By Brian Sherman for The Island Eye News
The city of Isle of Palms is continuing to tweak its noise ordinance, especially in Wild Dunes, where residents apparently are having issues with the Sweetgrass Inn. City Administrator Desiree Fragoso told City Council members at their Oct. 25 meeting that proposed changes in the law are based on the noise ordinance currently in effect on Kiawah Island. She said the city is seeking feedback from local residents and that staff has already met with people who live near the resort areas around 57th avenue. According to Fragoso, those wishing to file a complaint should contact the IOP Police Department’s non-emergency phone number, and an officer will respond. “It’s not good at all, and I think we need to do what we can to help them,” Council Member Jimmy Ward said. Council Member Katie Miars asked if the city has issued any citations for excessive noise.

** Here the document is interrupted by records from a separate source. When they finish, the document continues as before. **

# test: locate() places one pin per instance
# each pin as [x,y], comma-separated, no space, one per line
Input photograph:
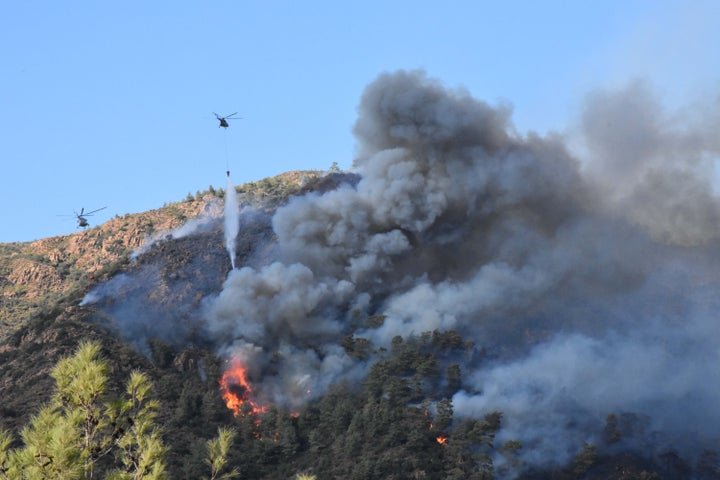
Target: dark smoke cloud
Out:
[591,278]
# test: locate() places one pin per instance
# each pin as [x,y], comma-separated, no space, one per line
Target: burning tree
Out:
[236,390]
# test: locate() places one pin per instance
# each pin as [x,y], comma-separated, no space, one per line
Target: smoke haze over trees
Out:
[587,276]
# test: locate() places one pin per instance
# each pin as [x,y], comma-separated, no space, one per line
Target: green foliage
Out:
[585,459]
[78,427]
[217,455]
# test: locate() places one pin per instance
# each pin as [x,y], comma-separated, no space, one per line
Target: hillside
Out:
[466,304]
[47,280]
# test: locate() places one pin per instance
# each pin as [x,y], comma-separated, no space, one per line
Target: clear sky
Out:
[110,103]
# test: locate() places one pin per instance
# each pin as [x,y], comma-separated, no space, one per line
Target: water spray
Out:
[232,219]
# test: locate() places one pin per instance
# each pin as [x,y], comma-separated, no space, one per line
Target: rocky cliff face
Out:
[35,274]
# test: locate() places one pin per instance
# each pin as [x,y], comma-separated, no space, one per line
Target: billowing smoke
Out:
[232,219]
[592,279]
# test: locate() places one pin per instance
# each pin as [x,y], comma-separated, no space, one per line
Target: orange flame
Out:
[236,391]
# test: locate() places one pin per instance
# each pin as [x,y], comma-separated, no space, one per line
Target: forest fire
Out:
[236,391]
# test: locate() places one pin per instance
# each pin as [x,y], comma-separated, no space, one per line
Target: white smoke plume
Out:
[232,219]
[592,280]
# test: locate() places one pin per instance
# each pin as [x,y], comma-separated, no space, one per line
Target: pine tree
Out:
[67,438]
[217,455]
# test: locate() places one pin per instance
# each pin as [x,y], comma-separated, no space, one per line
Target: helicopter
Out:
[82,221]
[223,120]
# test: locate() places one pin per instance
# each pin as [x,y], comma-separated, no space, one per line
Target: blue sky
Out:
[110,103]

“How many of these things are we letting go that are making people angrier and angrier?” Miars asked. Council Member Scott Pierce said he visited the area and that the resort has removed four of nine speakers, which, in his opinion, didn’t make much difference for nearby residents. “Just imagine nine surround sound Bose speakers up against your property that are playing music,” Pierce said. “Can the resort consider moving the remaining five speakers and replace them with directional speakers that are not pointed at the residential buildings? It seems to me that would be an easy fix.”’ Fragoso said city staff will ask the resort to act on Pierce’s request.
Police Chief Kevin Cornett told the Council that soon-to-be-operational software on the Department’s website will provide the opportunity for residents to complain about excess noise online and that a code enforcement officer would follow up on the situation. “In the meantime, our message is to call us, and we will respond,” Cornett said.
“The ordinance needs a little more work – a little tightening up,” Council Member Jan Anderson said. “Not just in Wild Dunes but also on Front Beach around the Windjammer.” In other action Oct. 25, the Council unanimously approved a plan to hire a full-time employee to serve in public relations and as the city’s tourism coordinator, with the salary and benefits costs shared by the city and the Charleston Area Convention and Visitors Bureau.
The employee, who will report directly to the city administrator, will meet with the CVB once a week. The CVB’s share of the costs are to be paid out of the 2% state tax the city collects on short-term rentals.
The Council also heard from Rick Bradley about the results of a survey taken at three listening sessions on proposals to change the city’s zoning regulations concerning short term rentals. Bradley said 140 people attended the three sessions on Sept. 14, Sept. 21 and Sept. 28.